Tuesday, June 10, 2014

Kolossi Castle, Cyprus

In the centre of the most abundant valley of southern Cyprus, near the city of Limassol, is Kolossi castle, one of the most significant monuments of medieval military architecture in Cyprus. This fertile valley at the mouth of the Kouris river was often mentioned by the medieval chroniclers for its vast expanse of sugar plantations, vineyards, olive groves, carobs, cereals and cotton plants and during the Frankish period was one of the most important fiefs. 






The area was named Kolossi after its first feudal lord Garinus de Colos. In 1210 the fief was transferred to the martial Order of Hospitallers of Jerusalem by the Lusignan Kind Hugo I. It was then that the first castle was built, the ruins of which are preserved around the west and east side of the present structure. Having lost Acre in 1291, the Hospitallers transferred the base of their activities to Kolossi in 1301/02. In 1306 ownership of Kolossi passed to the Order of the Knights Templar, which was in those days a very strong political power. The castle was returned to the Hospitallers in 1308, when Pope Clement V issued an edict abolishing the Knights Templar.
In 1310 the command centre of the Hospitallers was moved to the Greek island of Rhodes but the existing castle at Kolossi continued to be used as a seat of strong military power known as the Commanderie. This status was confirmed in 1380 by a decision of the leadership of the Order. Despite this, however, the castle was used primarily as the residence and command centre of the Grand Commander of the Order rather than for the defence of the Kingdom. It was from the castle that the large plantations in the valley of Kolossi and the wider area, in which 60 villages were included, were organised, controlled and exploited.

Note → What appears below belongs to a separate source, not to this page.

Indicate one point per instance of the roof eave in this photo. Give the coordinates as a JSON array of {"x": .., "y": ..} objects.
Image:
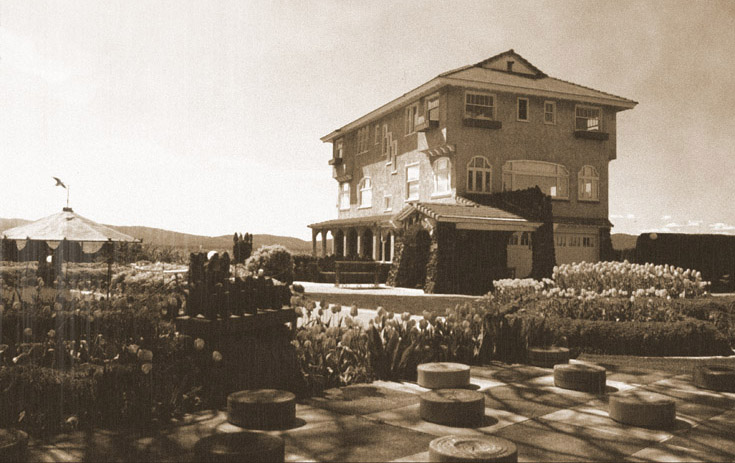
[{"x": 604, "y": 100}]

One of the most important products of the area that the Commanderie traded was the traditional sweet wine of Cyprus, which was named accordingly “Commandaria”. 






A sequence of attackes by the Genoese in 1373 and the Mamelukes, in the years 1402, 1413, 1425, 1426 ad well as a successive series of catastrophic earthquakes, rendered the castle into ruins. In 1452 the Grand Commander of the Order, Louis de Magnac, built a stronger castle that can be seen today.
The castle is stone-built with three storeys, at a total height of 21 metres. In one room, on the ground floor, a wall painting (icon) depicting the Crucifixion of Jesus Christ is preserved on the south wall, indicating that the room was probably used for worship.
On the east external façade of the castle is a cross-shaped frame that encompasses a marble relief slab depicting the coat-of-arms of the Lusignan Kingdom of Cyprus as well as the coat of arms of Louis de Magnac and of two Grand Masters of the Order of Hospitallers of Jerusalem, Jean de Lastic and Jacques de Milli. In the east yard is a large age old tree, more than 150 years old, known as Machaerium Tipu or Tipuana Tipu. 






In 1488 George Cornaros, brother of the last Lusignan Queen of Cyprus Caterina Cornaro, acting in the interests of the Venetians, convinced his sister to renounce her sovereign rights to the island in favour of the Republic of Venice. He was then given as a reward the castle including the large property of the Grand Commanderie at Kolossi, which the Commanderie of Rhodes still controlled, as well as the title of Grand Commander of Cyprus for himself and his descendants. The family continued to use the title in pretence long after the Ottoman occupation of the island and in 1799 it was granted to the Motsennigo family, a member of which married the heiress of the Cornaro family.
On the east side of the castle one can still see to this day the aqueduct, a large vaulted room, which houses the distillery and the sugar mill, parts of a large sugar production and processing installation that dates to the period when the Order of Hospitallers received control of Kolossi. This installation, as well as the sugar mill located at Serayia in Episkopi, were later included in the network of financial activities of the Cornaro family in the surrounding area.